What makes this step meaningful is that it’s not just remote execution—it’s coordination. A real distributed setup needs a shared view of what data exists where, whether locations are reachable, and how results come back reliably.
- A local node watches a directory and infers metadata/schemas using DuckDB
- The local node maintains a persistent, outbound connection to the central node (simpler networking for most environments)
- The central node tracks metadata + heartbeats, then dispatches query requests
- The local node executes subqueries and streams rows back in chunks for fast feedback
Customer meaning: a team can ask a question from one place and get answers from multiple places—without building pipelines first. If this loop stays stable, it becomes the foundation for scaling beyond controlled tests into real multi-site environments.
Dec 21, 2025 · Update 04
The “Cafe Demo” Moment: Remote Central + Local Laptop Node
The prototype is leaving the LAN. The system is now being tested in a setting that doesn’t cooperate: a remote central node, a laptop local node, and public Wi-Fi. This is where operational behavior becomes visible.

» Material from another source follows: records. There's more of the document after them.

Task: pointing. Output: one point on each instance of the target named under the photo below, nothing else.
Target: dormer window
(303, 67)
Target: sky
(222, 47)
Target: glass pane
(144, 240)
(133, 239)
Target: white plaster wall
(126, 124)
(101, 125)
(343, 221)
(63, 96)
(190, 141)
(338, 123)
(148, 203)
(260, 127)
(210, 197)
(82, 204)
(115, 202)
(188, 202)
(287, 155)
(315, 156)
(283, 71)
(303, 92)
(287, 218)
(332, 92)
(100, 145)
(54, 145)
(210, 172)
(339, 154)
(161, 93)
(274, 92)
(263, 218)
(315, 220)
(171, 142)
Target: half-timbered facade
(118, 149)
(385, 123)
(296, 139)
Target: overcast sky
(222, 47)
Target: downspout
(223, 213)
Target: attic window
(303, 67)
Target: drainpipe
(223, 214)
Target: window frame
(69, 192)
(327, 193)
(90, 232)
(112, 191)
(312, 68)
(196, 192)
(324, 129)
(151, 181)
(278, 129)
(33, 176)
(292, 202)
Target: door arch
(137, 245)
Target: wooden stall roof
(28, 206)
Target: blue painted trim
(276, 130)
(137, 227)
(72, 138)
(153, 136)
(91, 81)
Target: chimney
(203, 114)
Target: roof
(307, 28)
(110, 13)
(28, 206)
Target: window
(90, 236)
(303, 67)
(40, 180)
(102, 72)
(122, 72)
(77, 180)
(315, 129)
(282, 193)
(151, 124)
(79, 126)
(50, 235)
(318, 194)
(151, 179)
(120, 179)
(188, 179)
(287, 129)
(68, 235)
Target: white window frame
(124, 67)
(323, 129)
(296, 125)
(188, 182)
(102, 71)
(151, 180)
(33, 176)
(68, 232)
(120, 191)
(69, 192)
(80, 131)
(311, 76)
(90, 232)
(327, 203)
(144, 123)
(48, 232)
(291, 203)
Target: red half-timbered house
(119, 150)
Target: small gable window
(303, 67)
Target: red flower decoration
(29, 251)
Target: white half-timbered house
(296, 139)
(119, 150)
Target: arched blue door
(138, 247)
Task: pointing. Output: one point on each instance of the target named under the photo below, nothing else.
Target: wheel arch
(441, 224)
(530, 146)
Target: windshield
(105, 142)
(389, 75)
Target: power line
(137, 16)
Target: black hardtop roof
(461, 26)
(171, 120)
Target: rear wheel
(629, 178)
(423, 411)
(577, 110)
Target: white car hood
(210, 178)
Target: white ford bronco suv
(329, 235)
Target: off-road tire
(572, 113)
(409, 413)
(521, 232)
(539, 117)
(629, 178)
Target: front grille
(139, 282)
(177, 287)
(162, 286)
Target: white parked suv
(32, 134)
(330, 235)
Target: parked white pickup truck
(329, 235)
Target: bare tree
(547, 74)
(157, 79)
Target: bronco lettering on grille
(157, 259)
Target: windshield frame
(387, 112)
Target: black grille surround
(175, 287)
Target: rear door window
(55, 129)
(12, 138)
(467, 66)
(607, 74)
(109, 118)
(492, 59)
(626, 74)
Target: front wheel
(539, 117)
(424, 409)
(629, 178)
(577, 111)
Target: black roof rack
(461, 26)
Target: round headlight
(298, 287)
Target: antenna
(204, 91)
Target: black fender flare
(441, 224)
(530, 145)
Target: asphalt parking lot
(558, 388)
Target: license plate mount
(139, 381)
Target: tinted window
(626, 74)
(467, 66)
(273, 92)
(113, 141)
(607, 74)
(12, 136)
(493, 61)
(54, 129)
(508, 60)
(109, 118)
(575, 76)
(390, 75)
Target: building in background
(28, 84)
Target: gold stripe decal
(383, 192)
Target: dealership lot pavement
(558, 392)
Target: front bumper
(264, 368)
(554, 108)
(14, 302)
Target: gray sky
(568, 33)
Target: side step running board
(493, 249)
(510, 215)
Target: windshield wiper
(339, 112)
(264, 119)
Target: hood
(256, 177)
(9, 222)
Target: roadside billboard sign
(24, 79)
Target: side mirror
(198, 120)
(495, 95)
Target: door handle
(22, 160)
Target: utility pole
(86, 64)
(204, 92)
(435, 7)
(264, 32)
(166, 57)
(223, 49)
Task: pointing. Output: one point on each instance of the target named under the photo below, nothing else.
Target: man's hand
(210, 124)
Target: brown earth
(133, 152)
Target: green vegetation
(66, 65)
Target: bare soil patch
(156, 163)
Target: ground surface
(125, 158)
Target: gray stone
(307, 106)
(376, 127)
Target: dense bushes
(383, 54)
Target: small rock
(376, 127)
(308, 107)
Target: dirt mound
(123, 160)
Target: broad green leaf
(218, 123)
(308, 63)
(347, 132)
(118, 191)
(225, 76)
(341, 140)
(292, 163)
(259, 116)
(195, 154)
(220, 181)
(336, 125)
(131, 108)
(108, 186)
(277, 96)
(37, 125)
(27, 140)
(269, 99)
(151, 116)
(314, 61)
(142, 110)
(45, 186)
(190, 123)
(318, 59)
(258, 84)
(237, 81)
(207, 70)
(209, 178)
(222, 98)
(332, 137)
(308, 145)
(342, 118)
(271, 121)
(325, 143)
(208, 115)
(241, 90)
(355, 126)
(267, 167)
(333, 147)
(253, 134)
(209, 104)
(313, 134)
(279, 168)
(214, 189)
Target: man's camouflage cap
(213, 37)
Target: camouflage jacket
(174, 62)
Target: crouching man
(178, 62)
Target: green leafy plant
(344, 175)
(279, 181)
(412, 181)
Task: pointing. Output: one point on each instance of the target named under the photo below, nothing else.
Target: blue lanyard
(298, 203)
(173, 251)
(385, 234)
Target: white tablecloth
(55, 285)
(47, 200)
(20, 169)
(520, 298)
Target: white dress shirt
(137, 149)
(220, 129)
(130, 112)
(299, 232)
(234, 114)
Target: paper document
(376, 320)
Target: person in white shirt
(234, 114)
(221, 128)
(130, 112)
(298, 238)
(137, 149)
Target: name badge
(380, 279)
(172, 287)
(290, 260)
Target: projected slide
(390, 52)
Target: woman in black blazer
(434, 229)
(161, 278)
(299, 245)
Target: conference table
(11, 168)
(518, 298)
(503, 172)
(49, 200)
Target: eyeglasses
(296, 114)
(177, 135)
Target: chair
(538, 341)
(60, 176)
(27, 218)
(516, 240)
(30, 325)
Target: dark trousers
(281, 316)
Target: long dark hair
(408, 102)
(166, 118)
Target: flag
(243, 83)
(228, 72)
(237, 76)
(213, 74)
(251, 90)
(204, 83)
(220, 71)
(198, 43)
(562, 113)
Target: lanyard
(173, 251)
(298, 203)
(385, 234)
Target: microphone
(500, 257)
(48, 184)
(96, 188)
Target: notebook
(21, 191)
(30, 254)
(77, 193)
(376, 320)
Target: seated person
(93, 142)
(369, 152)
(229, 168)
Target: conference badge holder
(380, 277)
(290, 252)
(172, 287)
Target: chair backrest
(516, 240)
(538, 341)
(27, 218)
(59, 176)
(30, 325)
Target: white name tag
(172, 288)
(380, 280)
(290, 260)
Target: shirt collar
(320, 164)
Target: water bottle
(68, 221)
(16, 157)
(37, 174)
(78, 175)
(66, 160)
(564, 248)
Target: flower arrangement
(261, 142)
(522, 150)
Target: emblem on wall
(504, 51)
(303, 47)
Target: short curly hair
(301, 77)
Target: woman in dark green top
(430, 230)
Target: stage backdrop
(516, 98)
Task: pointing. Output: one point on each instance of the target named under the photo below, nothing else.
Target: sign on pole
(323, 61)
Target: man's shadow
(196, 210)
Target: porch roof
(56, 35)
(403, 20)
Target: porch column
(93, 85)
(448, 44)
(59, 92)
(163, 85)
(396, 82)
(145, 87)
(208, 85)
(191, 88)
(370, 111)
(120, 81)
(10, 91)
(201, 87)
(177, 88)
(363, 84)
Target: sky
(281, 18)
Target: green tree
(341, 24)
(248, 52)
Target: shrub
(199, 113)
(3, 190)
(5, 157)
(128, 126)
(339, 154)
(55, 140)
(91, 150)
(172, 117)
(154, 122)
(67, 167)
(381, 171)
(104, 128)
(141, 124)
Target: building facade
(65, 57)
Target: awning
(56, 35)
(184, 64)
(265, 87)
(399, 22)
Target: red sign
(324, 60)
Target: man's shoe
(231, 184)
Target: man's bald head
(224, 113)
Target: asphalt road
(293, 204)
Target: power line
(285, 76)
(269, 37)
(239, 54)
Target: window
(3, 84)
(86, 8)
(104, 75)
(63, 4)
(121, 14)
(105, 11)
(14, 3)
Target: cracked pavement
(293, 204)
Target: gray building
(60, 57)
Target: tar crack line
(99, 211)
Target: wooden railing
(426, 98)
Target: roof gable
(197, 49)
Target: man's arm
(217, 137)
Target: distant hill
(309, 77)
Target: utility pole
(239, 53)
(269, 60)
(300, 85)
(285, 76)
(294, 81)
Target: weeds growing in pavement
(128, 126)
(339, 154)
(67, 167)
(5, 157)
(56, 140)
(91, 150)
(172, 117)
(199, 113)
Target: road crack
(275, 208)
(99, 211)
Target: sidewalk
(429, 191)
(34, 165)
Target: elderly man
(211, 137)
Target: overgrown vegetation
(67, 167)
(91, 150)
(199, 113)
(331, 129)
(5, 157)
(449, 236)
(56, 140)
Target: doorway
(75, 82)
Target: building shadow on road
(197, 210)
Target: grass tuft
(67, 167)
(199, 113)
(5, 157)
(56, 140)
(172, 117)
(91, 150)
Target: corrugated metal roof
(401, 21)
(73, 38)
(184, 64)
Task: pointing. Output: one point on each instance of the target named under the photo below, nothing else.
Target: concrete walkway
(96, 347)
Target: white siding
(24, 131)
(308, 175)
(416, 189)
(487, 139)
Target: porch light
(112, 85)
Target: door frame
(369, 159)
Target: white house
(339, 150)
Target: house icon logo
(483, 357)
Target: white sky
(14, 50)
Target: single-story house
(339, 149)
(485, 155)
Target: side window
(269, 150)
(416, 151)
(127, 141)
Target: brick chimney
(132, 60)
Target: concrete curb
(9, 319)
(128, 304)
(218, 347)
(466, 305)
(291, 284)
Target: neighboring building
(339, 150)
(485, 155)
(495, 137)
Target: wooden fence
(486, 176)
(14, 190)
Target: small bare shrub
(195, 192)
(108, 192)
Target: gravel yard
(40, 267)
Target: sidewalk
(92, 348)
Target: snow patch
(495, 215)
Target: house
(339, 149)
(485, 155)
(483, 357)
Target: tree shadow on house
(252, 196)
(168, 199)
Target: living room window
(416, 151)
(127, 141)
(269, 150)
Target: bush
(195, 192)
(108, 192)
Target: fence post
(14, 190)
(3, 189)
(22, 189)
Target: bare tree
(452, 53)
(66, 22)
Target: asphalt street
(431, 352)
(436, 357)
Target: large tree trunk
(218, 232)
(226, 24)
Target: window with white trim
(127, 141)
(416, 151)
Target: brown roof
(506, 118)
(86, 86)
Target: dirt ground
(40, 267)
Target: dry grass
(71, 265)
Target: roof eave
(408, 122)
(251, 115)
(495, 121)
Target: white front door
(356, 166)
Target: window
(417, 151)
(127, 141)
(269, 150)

Distributed teams don’t live on perfect networks. So trust signals matter: clear online/offline/stale states, safe automatic reconnection, and an experience that doesn’t require babysitting.
- Connectivity issues need first-class handling, not best-effort retries
- Node state must be explicit and visible (online/offline/stale)
- Reconnect must be automatic and safe, without manual intervention
This test sharpened the product promise: when conditions are imperfect, the workflow still needs to be simple—files stay local, the central view stays clear, queries run where data lives, and results come back when connectivity allows.
Jan 25, 2026 · Update 05
Launcher, macOS Testing, and a Security Baseline
The focus right now is reducing operational friction and setting a clear security baseline suitable for evaluation and early pilots. The emphasis is reliable startup, cross-environment validation, and a trust model that’s pragmatic for real teams.
- Launcher and run flow: a simple launcher starts the local node container with a mounted watch directory (low setup overhead)
- Cross-environment testing (macOS): launcher and runtime assumptions are being validated across Mac setups (common in distributed teams)
- Security and message validation: nodes prove identity and messages are verified to support safer evaluation
On the data path side, local nodes stream query results back in compressed chunks, and the central node aggregates and paginates results with CSV export. The runtime now feels stable enough to put in front of teams—while keeping a conservative default posture: secure outbound connectivity, explicit node status, and verifiable messaging.